This information is intended for healthcare and professional audiences.
Facts and figures
- The liver is the body’s largest internal organ and is essential to life. It performs over 500 different functions for the body, including: processing digested food from the intestine; combating infections in the body; manufacturing, breaking down and regulating numerous hormones; and making enzymes and proteins which are responsible for most chemical reactions in the body1.
- The liver’s complexity makes it susceptible to many different diseases, including:
- Hepatitis – the most common liver disease which causes inflammation of the liver. It can occur in both viral (e.g. Hepatitis A, B, C, D, E) and non-viral forms (e.g. alcoholic and autoimmune hepatitis) and may result in an acute or chronic condition.

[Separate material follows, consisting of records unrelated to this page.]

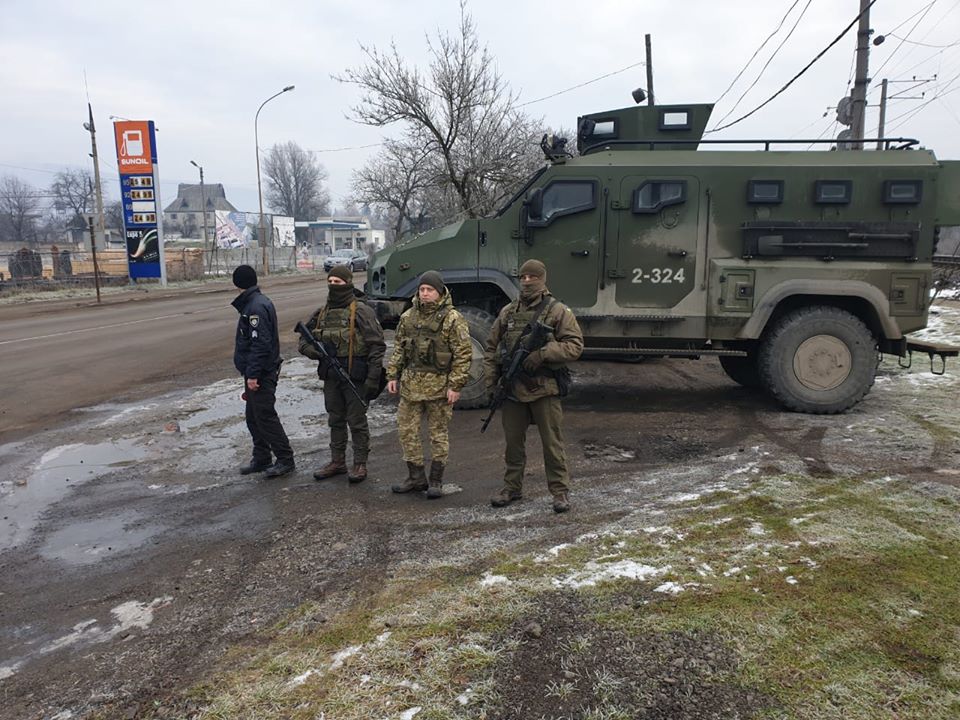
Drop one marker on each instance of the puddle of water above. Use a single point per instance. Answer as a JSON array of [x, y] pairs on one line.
[[59, 470], [90, 541]]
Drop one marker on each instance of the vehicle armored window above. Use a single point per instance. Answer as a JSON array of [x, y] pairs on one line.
[[559, 198], [833, 192], [655, 195], [902, 192], [766, 192]]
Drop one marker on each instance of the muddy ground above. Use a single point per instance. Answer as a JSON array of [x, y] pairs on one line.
[[136, 562]]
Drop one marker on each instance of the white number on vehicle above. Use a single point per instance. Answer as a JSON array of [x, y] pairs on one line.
[[658, 275]]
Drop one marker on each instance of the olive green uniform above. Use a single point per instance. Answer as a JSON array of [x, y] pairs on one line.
[[534, 399], [431, 355], [357, 337]]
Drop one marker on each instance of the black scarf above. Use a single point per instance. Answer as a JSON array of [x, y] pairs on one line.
[[340, 295]]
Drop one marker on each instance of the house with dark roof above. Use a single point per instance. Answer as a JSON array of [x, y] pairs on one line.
[[186, 211]]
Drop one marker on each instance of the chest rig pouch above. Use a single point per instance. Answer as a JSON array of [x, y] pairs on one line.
[[425, 348], [336, 329]]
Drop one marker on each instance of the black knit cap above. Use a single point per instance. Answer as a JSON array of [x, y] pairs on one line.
[[434, 280], [244, 277], [341, 271]]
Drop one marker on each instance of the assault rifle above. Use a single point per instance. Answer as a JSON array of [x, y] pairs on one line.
[[330, 360], [528, 343]]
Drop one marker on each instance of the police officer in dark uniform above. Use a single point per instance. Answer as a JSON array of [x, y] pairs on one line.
[[256, 356]]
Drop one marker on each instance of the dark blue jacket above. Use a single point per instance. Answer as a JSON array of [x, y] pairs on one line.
[[256, 351]]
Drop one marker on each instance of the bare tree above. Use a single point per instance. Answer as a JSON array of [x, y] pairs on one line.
[[73, 192], [398, 179], [19, 208], [460, 111], [295, 182]]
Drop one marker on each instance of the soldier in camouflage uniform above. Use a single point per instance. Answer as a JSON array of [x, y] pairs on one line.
[[430, 364], [534, 398], [350, 330]]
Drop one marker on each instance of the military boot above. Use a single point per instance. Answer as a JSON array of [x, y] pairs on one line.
[[358, 473], [505, 497], [337, 466], [416, 479], [435, 486]]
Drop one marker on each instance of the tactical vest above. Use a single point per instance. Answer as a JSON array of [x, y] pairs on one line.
[[333, 328], [424, 347], [517, 322]]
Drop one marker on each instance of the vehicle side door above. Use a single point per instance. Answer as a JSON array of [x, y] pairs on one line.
[[563, 226], [656, 240]]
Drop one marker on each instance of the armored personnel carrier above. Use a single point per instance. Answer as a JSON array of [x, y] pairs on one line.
[[796, 267]]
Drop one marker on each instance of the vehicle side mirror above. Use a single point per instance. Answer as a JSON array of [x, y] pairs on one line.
[[535, 205]]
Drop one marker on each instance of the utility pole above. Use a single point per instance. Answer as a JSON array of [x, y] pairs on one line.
[[859, 93], [883, 113], [203, 202], [649, 69], [92, 129]]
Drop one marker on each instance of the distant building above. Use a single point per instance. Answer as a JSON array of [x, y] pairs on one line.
[[186, 212], [327, 234]]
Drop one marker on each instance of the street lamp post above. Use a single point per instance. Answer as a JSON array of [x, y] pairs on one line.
[[256, 137], [203, 201]]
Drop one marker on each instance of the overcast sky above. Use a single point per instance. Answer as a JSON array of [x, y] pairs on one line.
[[200, 68]]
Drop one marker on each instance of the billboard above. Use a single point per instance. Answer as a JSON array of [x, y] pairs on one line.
[[136, 145]]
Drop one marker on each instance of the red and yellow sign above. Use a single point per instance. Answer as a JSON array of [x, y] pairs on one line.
[[134, 140]]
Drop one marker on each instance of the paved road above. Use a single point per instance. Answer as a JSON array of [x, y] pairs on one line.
[[57, 356]]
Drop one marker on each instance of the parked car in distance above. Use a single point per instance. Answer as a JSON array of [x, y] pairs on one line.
[[356, 259]]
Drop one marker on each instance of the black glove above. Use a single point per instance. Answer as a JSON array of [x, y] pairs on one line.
[[371, 388], [533, 362]]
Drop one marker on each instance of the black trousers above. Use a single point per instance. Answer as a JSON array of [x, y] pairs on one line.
[[264, 424]]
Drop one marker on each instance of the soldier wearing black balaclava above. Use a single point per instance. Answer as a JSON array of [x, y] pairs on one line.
[[350, 330], [256, 356]]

- Cirrhosis – the excessive development of scar tissue within the liver which can lead to complete liver failure. This is the result of long-term, continuous damage to the organ.
- Fatty liver disease – covering a range of conditions where there is a build-up of fat in the liver cells. It is caused by certain chemical compounds (particularly alcohol) and by nutritional and endocrine disorders, such as obesity and diabetes.
- Liver cancer – which may occur as both primary (cancer that starts in the liver) and secondary (cancer that first develops elsewhere in the body and then spreads to the liver).
- Genetic diseases – such as haemochromatosis, Wilson’s disease and Glibert’s syndrome.
The scale of the issue
- The prevalence of liver diseases is estimated to be approximately 6% in the EU2 – in other words, some 29 million people suffer from liver diseases.
- In Europe, liver disease causes the death of 70,000 people annually and it is the fifth most common cause of death, responsible for just over 14% of all deaths. This varies widely across Europe, from 54% in Hungary to 4% in the Netherlands3.
- Hepatitis, the most common liver disease, is estimated to affect over 10 million people in Europe3.
- Liver cancer is the 3rd most common cause of cancer-related death globally4, causing 610,000 deaths per year5. Liver cancer is the leading cause of death amongst patients with liver cirrhosis6.
- Epidemiological projections point to a four-fold increase in the number of people at risk of chronic liver disease over the next 10–15 years7.